Most teenagers have used drugs at least once by the end of high school, but at what point should you be concerned? And when (or how) should you respond? Many parents feel overwhelmed when they find out their child is using drugs. They become flooded with questions like, “How long has this been happening?” and “How serious is it?” And the most pressing of all? “What do I do next?”
When it comes to a child’s drug use, parents often feel a natural instinct to panic, punish, or simply assume the worst. But finding out your child is using drugs doesn’t automatically mean they’re addicted. It does not mean that they have failed you, or that you have failed as a parent. There are many reasons why young people use drugs, and how you respond in this moment can make a difference in your ability to get to the root cause. Your reaction can also dictate how open your child will be to a conversation and to getting help.

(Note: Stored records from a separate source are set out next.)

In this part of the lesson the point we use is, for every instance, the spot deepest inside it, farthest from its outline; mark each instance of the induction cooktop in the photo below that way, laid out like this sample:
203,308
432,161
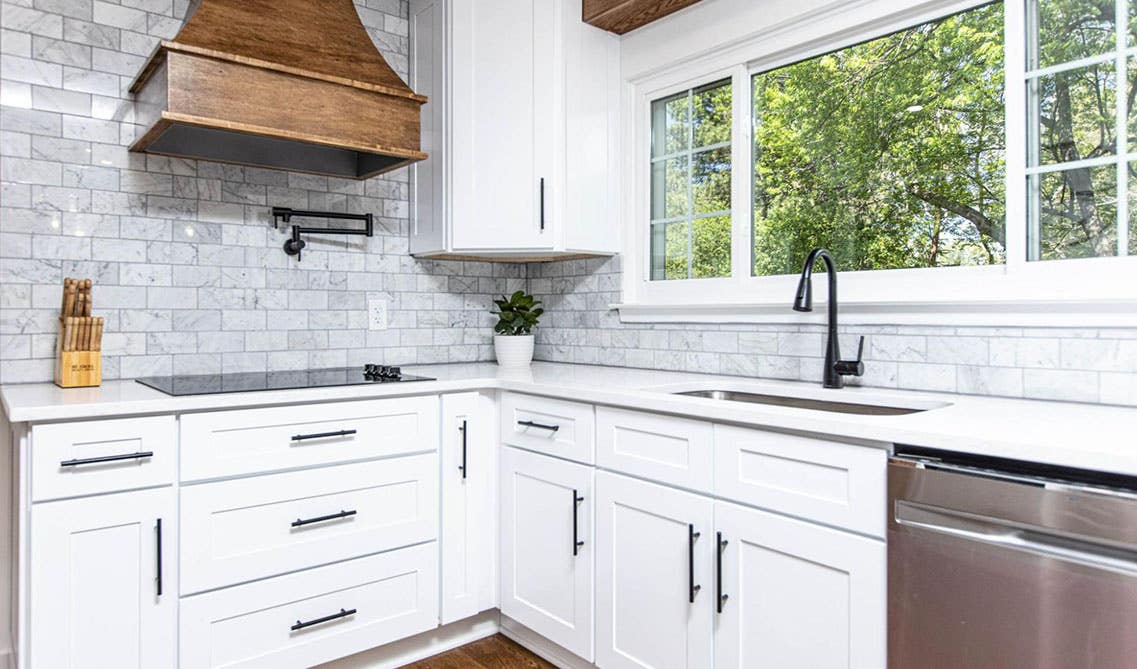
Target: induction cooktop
287,380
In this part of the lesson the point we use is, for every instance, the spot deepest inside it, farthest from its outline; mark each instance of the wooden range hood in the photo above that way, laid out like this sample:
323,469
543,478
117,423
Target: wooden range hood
287,84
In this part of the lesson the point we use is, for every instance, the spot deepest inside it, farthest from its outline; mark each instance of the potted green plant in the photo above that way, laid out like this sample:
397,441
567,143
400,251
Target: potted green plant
513,336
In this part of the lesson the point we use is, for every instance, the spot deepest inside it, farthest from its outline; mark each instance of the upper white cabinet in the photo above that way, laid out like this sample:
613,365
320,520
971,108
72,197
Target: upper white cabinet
520,127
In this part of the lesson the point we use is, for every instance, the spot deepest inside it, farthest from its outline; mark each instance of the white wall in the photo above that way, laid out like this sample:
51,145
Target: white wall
721,33
7,510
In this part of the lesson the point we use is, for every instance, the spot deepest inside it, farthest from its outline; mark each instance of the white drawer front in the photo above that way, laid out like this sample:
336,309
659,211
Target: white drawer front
393,595
840,485
101,456
549,426
233,443
658,447
240,530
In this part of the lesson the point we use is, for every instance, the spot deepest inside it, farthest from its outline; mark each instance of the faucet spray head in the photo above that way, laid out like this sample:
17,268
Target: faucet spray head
803,302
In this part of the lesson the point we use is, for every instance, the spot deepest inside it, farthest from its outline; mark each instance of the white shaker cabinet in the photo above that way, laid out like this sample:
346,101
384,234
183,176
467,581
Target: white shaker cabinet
797,594
521,130
104,577
655,578
547,547
470,525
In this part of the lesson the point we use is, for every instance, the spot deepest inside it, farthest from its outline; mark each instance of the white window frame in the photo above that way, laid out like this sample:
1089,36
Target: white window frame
1084,292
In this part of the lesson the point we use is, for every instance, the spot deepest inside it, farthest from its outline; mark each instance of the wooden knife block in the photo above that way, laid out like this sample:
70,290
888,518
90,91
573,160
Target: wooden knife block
76,369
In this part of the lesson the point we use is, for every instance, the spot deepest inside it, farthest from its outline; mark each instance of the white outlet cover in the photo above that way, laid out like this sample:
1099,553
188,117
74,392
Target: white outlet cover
376,314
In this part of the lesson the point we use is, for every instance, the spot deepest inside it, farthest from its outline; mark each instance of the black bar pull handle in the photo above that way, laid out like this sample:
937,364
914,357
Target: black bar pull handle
539,426
323,435
577,543
463,467
691,588
342,613
301,522
720,597
158,559
79,461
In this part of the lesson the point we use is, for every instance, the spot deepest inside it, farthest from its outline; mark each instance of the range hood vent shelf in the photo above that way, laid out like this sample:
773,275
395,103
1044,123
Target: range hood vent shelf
285,84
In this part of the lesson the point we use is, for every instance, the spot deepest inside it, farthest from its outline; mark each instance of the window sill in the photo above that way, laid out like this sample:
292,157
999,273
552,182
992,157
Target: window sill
1106,313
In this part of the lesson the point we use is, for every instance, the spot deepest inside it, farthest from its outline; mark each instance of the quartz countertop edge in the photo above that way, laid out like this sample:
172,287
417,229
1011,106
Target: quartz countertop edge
1087,436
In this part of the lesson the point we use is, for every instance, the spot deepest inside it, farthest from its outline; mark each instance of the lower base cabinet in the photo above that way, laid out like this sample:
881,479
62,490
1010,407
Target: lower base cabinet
547,547
470,525
685,581
104,573
797,594
654,568
310,617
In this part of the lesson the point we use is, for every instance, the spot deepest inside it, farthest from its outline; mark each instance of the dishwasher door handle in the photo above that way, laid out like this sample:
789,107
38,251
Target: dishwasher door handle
997,533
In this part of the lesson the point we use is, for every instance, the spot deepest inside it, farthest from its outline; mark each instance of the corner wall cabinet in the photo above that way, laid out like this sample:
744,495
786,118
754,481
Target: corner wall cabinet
526,171
598,533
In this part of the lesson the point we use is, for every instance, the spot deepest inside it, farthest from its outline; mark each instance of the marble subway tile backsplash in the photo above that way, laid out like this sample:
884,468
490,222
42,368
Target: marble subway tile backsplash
1045,363
191,275
188,269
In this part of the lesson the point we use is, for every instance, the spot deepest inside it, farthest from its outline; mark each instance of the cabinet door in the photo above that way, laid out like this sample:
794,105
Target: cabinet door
547,547
428,77
102,594
469,506
654,568
797,594
504,131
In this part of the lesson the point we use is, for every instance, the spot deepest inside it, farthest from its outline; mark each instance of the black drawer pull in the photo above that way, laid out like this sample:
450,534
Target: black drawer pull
720,597
300,522
323,435
691,587
79,461
577,543
539,426
463,467
158,577
342,613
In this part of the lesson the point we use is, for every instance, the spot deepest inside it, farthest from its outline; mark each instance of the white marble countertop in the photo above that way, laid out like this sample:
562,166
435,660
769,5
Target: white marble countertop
1087,436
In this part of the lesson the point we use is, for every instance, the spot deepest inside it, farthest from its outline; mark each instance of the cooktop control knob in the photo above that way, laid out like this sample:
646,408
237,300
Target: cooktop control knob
382,372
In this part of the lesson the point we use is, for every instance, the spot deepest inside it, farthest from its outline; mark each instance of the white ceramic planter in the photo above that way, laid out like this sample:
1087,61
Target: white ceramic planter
513,352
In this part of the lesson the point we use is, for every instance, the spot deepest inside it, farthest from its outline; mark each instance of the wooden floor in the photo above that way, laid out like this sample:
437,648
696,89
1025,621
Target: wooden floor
494,652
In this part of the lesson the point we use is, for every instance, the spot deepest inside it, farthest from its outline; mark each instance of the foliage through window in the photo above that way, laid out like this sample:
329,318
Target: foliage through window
893,153
690,183
1079,149
889,153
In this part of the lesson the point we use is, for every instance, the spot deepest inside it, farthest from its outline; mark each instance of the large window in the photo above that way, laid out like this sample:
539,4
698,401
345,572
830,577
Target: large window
1080,147
690,183
981,153
889,153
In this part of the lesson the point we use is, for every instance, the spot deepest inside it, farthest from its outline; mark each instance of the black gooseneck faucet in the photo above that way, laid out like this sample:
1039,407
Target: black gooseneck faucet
836,369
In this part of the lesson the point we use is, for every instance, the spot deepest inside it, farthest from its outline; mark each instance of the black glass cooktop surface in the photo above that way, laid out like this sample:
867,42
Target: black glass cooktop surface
254,381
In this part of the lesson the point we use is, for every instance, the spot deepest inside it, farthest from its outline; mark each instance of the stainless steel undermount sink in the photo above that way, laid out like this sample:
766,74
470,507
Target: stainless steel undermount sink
804,403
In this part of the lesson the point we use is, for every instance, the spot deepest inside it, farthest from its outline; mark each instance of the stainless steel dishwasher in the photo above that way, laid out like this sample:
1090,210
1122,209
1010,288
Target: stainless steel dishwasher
997,563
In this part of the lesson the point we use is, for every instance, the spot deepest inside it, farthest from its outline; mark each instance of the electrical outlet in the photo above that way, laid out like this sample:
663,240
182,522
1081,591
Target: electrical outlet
376,314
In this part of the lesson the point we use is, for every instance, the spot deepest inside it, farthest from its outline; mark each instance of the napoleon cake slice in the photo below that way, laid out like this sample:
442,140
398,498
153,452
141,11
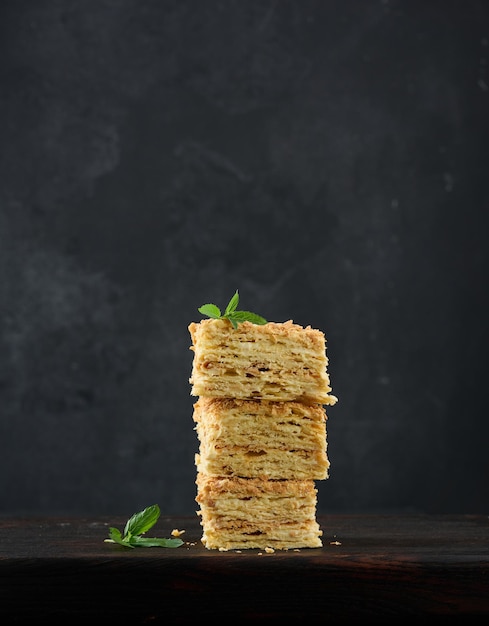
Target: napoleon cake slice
274,361
239,513
261,438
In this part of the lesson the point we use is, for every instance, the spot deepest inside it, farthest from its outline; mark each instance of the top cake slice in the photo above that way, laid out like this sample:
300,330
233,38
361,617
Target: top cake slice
274,361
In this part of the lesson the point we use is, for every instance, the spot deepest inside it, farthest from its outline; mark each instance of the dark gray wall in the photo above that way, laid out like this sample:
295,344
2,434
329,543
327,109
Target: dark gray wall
328,159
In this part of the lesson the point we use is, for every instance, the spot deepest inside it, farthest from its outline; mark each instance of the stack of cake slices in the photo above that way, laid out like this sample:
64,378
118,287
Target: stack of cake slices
261,424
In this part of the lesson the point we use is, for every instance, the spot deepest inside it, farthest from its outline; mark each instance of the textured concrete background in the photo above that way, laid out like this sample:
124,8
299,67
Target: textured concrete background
328,159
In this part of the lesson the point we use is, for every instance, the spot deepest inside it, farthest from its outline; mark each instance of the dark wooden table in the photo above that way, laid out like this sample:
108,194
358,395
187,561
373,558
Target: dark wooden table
371,567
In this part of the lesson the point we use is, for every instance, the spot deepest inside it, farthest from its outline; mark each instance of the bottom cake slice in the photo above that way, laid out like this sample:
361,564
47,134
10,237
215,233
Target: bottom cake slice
239,513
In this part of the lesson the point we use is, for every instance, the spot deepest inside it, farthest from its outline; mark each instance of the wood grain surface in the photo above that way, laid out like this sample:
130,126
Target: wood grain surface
376,567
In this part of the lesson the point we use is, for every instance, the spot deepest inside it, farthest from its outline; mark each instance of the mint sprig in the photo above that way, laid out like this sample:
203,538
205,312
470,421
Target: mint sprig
231,313
136,526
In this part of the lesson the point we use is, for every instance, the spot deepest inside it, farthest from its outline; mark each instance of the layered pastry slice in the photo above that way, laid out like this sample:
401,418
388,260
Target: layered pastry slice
238,513
274,361
260,438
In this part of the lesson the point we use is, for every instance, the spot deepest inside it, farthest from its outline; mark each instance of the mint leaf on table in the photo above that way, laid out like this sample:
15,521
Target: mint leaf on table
231,313
136,526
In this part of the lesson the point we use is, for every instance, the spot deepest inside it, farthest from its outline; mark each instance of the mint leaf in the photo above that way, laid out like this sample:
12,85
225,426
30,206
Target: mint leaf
232,304
141,522
136,526
231,313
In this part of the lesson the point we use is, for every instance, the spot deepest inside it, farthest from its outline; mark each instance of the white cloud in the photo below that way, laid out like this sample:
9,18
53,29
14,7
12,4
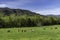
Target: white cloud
55,11
3,5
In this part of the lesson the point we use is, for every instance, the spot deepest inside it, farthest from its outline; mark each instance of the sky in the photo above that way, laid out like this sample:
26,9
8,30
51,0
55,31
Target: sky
44,7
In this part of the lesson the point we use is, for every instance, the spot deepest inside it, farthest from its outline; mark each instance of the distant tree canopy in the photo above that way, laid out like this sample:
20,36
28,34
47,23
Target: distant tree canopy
24,18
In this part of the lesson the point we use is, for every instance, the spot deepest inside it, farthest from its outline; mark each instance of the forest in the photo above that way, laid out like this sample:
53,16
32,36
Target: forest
24,18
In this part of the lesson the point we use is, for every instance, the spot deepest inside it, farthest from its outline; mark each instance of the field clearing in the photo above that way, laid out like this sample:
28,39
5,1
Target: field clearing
38,33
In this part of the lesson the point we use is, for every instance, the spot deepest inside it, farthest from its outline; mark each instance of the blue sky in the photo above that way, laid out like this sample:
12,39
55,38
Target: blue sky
39,6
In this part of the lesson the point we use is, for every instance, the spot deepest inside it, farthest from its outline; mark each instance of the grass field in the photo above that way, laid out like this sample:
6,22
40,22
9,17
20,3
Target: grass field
38,33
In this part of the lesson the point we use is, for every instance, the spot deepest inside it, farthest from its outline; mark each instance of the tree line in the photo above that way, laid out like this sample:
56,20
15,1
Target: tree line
27,21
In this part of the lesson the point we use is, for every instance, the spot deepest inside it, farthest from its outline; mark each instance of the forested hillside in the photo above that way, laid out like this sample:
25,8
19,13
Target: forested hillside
24,18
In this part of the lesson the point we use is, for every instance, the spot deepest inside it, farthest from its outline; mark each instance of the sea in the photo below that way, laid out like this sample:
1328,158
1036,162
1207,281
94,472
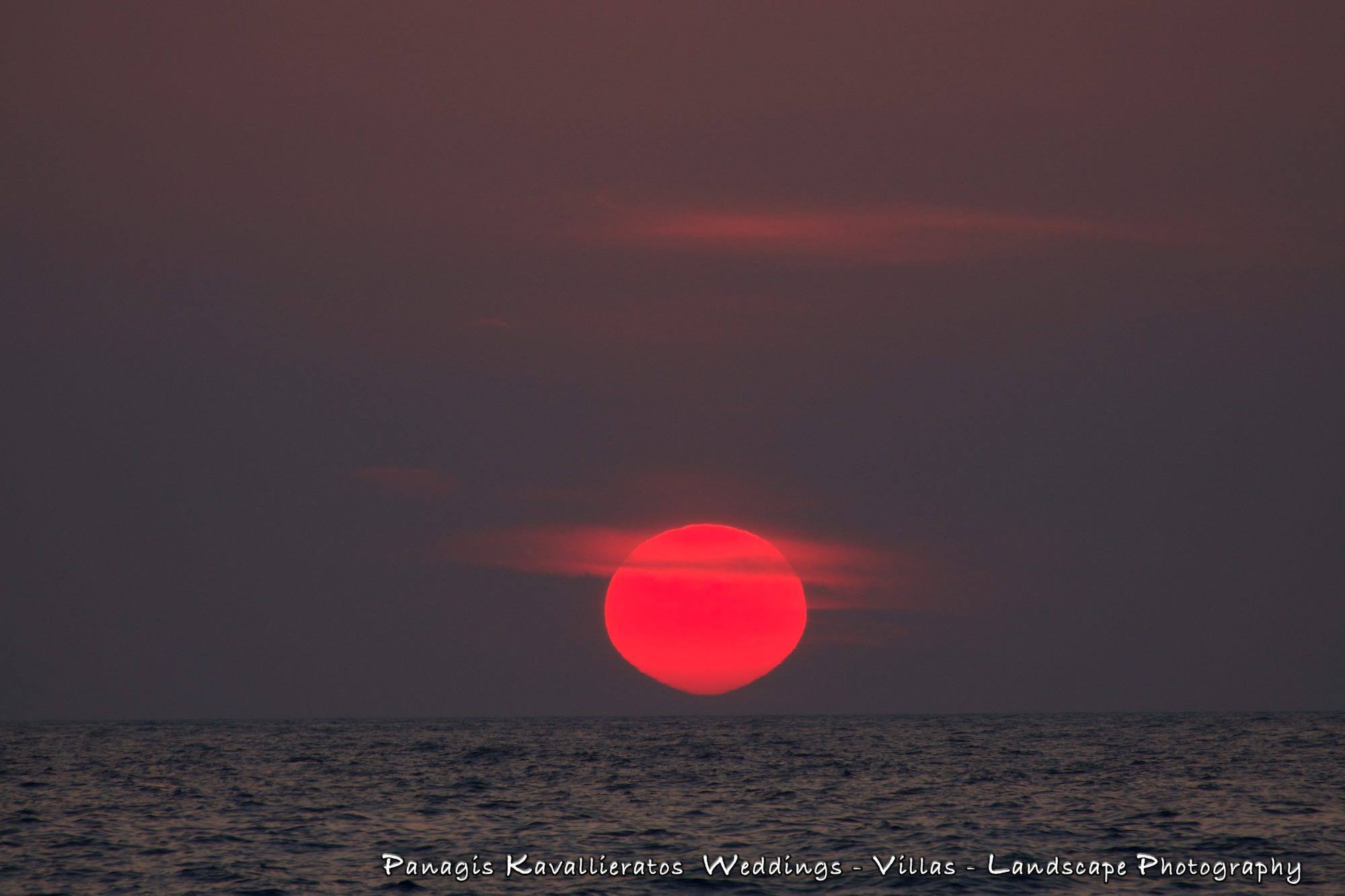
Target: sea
1221,802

So, what do you do when your child is using drugs? This guide will walk you through the steps you can take, as well as the responses to avoid, after this discovery.
But First: Recognizing the Signs of Drug Use
The signs of drug use in adolescents aren’t always obvious. You might notice a change in friend groups, some slipping grades, or more mood swings that feel a bit out of the norm. Your child might become more distant from loved ones, shutting their bedroom doors and avoiding family time, or become less interested in social events at school. They may display physical changes, like weight loss or gain, fatigue and tiredness, or even clear indicators of being drunk or high (stumbling, bloodshot eyes, shakiness).
The signs of drug use might also be even more evident, which is what has led you here: You found a vape in their room, a stash in their car, or empty alcohol bottles in the liquor cabinet. You may have found they are borrowing (and burning through) money more than usual. Your medications may be missing.
No matter where you are, it’s important to be aware of the signs of drug use in children and teenagers, so that you are prepared to react if and when the time comes. Do not ignore the signs, either. Even subtle signs of drug use warrant an open conversation with your child. And if there are no signs? Your intuition is enough to at least take the first step. At the end of the day, you know your child best.
What to Do First (and What Not to Do)
Typically, the first step that a parent will take when discovering a child’s drug use is to have a conversation. However, this is much easier said than done. Parents must first assess the situation to determine whether a conversation is appropriate, or plan a time (and place) in which it should occur.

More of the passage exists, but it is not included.